Better Meet The Needs Of The Sales Force
First, we re-allocate expenses to better meet the needs of the sales force. We come in and analyze the market, the sales force, and the company's financials. We talk with the sales representatives and find out what they want. Very often this produces some surprises for the management team, which may not have realized the needs of the sales reps have changed. We identify groups of sales representatives that are not having their needs met and look at what the company can do to better meet those needs.
Very often we can identify expenses no longer providing the value they should. In some cases there are benefits the sales force doesn't want anymore. For example, sales representatives might not want health insurance because spouses' employers provide coverage. In other cases, investing in training or additional administrative support might give the firm a competitive advantage in its market. We help our clients re-allocate their expenses to produce the maximum value for the sales force.
Motivate Effectively With The Right Commissions
Then we design compensation plans that are consistent and fair to everyone. We eliminate exceptions and disincentives to greater production. We try to give all the sales representatives the same opportunity to increase the amount of money they make.
We like to offer a variety of plans so each sales representative can choose the risk- reward combination that he or she finds most exciting and motivational. And we make sure the sales representatives are paid as much as possible while ensuring that the company has enough money to pay its bills and make a profit.
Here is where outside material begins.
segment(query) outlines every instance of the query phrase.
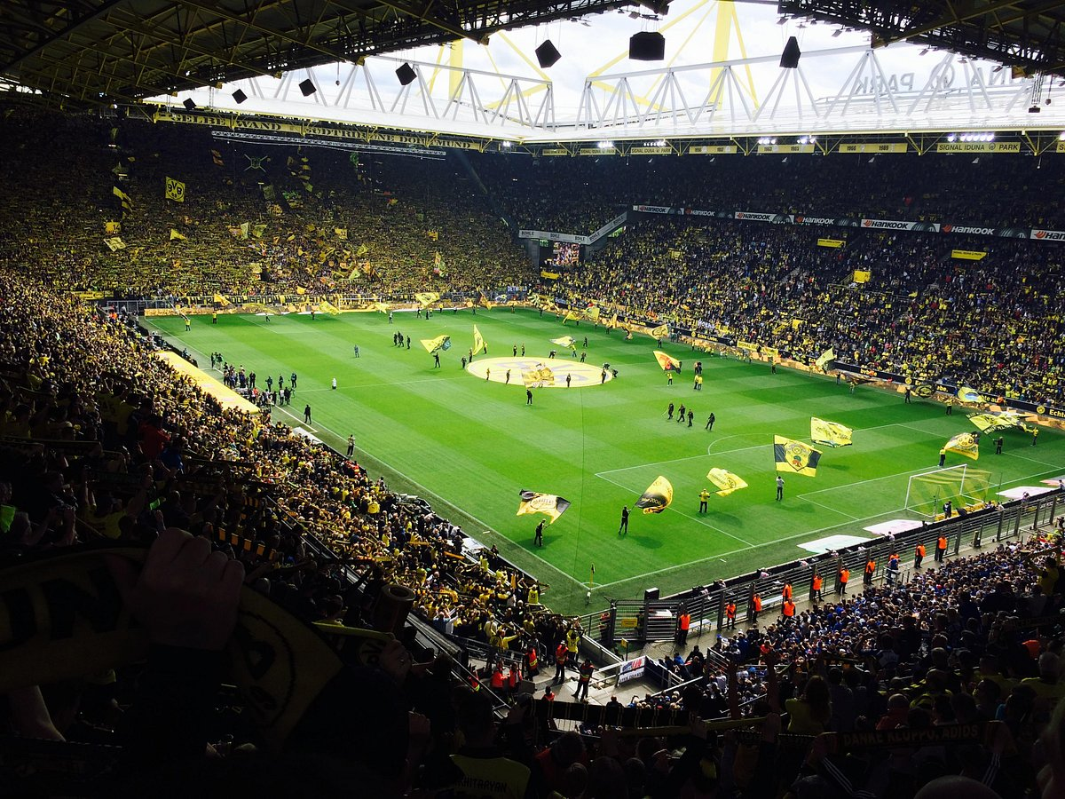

Reward Sales Force For Increasing Revenue And Reducing Expenses
One advantage of our system is we tie together human resources, finance and sales management, and align the goals of those three groups.
With a contribution-based approach, sales representatives are responsible for contributing their fair share towards corporate expenses and profit. Once a contribution has been made, they are able to keep most of the rest of the revenue they bring in.
Sales representatives are motivated to increase revenue; as they sell more, they make more. But with this system they also increase their income by reducing expenses. When expenses drop, the amount they have to contribute decreases, so they keep more of the money they bring into the company.
The result is that the sales representatives acquire a perspective similar to the one management has, with twin goals: increasing revenue and keeping expenses under control.
But the increase in productivity is the most powerful benefit. It is not at all unusual to see productivity gains of 30% in the first year sales representatives are given a choice of compensation plans.